Scientists from the University Centre for Energy-Efficient Buildings of the CTU launched the S.A.W.E.R. system (which had begun to be developed in 2017) in United Arab Emirates. The testing will be evaluated at the end of 2019. Experience gained from the test operation will be used by engineers when designing the device for the Czech pavilion at EXPO 2020 in Dubai where it should be installed next year.
The testing of the system will run in the Sweihan desert in UAE for about six months so that data from operation in extreme summer conditions as well as in autumn and winter are available. During this time, the creators led by Tomáš Matuška want to check how S.A.W.E.R. stands the test in the real desert environment where it will have to resist high temperatures, fine sand and other unfavorable influences.

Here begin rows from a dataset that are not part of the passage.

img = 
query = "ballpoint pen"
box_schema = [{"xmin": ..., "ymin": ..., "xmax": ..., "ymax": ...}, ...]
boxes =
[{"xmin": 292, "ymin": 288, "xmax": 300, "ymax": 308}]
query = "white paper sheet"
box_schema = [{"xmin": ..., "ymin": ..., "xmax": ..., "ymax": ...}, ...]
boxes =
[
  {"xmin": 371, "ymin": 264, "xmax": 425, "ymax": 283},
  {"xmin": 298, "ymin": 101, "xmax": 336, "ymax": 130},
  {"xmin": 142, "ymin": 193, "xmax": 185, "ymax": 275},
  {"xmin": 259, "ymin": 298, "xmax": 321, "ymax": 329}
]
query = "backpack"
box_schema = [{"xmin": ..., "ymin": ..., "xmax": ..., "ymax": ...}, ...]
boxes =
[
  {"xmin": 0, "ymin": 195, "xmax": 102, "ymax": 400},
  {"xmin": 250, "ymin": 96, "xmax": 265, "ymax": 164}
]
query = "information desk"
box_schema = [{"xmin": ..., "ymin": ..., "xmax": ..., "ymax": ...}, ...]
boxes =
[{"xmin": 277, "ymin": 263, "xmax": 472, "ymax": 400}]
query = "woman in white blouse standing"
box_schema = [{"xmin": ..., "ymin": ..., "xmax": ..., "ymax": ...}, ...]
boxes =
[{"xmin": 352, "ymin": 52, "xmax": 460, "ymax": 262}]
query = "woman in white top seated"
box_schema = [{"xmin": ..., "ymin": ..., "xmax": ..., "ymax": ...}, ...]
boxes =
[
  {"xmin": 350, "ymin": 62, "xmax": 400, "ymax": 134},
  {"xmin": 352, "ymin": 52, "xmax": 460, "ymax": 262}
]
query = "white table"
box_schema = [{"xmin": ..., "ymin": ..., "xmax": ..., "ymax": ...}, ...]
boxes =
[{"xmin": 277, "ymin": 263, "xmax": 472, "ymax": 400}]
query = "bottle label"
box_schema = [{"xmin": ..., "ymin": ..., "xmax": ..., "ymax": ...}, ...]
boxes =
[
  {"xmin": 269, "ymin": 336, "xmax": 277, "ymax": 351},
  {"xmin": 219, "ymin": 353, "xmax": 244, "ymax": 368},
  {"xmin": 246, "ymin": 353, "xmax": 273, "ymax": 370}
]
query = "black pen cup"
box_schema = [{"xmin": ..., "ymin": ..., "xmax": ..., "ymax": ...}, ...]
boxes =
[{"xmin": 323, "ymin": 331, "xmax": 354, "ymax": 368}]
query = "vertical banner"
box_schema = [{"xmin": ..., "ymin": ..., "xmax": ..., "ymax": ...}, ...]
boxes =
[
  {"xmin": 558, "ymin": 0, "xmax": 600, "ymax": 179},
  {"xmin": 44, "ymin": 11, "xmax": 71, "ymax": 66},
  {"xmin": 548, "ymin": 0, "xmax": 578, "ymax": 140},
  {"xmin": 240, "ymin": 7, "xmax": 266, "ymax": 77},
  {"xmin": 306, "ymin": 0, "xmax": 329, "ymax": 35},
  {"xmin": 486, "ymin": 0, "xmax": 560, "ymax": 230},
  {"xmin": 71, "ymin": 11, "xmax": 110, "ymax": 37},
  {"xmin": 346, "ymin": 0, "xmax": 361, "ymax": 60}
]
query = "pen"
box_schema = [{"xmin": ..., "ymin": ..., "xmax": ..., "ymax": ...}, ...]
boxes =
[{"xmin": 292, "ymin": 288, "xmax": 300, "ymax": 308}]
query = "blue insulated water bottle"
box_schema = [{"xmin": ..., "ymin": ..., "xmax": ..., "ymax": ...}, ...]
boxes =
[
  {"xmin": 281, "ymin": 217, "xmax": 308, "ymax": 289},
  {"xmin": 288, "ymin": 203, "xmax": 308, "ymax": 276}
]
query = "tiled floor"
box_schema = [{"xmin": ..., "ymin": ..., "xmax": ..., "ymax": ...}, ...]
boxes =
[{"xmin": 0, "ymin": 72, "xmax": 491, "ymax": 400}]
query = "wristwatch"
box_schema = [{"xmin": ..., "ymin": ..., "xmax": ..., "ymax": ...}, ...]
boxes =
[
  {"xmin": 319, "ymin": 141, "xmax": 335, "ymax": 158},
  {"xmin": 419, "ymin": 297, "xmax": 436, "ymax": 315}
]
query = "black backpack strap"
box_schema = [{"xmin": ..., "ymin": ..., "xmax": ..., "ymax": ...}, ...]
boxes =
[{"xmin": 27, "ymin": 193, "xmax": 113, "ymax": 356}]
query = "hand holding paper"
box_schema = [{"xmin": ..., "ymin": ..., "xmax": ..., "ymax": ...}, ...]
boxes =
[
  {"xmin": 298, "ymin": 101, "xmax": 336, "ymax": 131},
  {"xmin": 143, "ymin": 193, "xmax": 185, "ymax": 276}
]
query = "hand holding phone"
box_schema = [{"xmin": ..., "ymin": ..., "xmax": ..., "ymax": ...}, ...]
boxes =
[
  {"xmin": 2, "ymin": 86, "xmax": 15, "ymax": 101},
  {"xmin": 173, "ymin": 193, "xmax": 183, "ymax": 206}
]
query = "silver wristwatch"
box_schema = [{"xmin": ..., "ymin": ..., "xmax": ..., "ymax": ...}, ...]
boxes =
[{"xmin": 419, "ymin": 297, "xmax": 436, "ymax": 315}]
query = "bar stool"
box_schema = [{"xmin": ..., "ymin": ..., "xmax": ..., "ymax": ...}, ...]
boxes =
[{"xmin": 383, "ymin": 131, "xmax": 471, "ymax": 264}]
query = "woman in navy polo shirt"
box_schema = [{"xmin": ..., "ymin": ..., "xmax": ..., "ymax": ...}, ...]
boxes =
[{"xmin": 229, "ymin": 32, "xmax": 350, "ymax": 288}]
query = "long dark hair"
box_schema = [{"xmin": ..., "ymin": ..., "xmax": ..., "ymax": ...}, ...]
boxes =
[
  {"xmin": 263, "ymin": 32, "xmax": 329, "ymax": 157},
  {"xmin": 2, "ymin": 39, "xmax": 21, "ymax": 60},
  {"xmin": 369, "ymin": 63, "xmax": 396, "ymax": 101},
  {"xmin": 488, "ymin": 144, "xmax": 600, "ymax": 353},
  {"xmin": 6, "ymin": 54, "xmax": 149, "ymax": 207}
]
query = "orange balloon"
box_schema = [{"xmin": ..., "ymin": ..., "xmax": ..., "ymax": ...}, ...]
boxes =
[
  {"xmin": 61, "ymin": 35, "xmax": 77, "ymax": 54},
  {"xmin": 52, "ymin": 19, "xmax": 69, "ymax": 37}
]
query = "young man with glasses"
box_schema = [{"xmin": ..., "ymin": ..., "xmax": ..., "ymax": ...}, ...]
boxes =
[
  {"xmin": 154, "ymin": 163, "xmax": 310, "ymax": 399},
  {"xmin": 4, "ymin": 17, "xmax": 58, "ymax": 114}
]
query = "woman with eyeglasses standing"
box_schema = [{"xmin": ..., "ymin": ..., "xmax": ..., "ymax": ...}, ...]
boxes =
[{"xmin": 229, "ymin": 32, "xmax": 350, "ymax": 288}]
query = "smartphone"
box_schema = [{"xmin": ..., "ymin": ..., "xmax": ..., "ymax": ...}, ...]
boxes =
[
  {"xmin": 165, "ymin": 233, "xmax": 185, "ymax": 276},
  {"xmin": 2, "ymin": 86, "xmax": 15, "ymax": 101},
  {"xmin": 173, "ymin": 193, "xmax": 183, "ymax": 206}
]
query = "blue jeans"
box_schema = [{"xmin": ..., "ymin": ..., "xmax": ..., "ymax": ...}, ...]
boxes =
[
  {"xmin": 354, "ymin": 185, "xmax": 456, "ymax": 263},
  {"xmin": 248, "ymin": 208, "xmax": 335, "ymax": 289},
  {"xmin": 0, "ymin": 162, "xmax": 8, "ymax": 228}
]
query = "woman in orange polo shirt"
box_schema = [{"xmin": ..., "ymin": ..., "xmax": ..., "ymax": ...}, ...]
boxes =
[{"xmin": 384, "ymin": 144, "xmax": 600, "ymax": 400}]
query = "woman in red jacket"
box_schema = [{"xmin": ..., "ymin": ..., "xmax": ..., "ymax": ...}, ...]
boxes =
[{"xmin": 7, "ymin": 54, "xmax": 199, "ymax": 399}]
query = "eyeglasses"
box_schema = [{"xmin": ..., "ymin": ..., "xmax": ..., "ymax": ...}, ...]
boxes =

After all, the CTU UCEEB team that came to the United Arab Emirates to put the device into operation had to deal with them, too. Due to high temperatures around 45 °C, scientists were only able to work during nights and they took a rest during daytime. This is also a reason why it is good that their presence on the spot is not required all the time because the data will be collected in a remote way. Only several shorter trips to the United Arab Emirates are planned in order to verify the operation and possibly to adjust the device.
After several days of operation, it is too soon for any conclusions regarding the endurance and power of the device. The water obtained from the system can be also used at a camel farm nearby where Bedouins from around come to get it. They are the very people the system could help significantly in future because it should be able to work in an absolutely autonomous way, using only solar energy even in the most remote areas where no tarmac roads or power lines lead. However, due to the disappearance of drinking water all over the world, possible use of S.A.W.E.R. elsewhere is not out of question.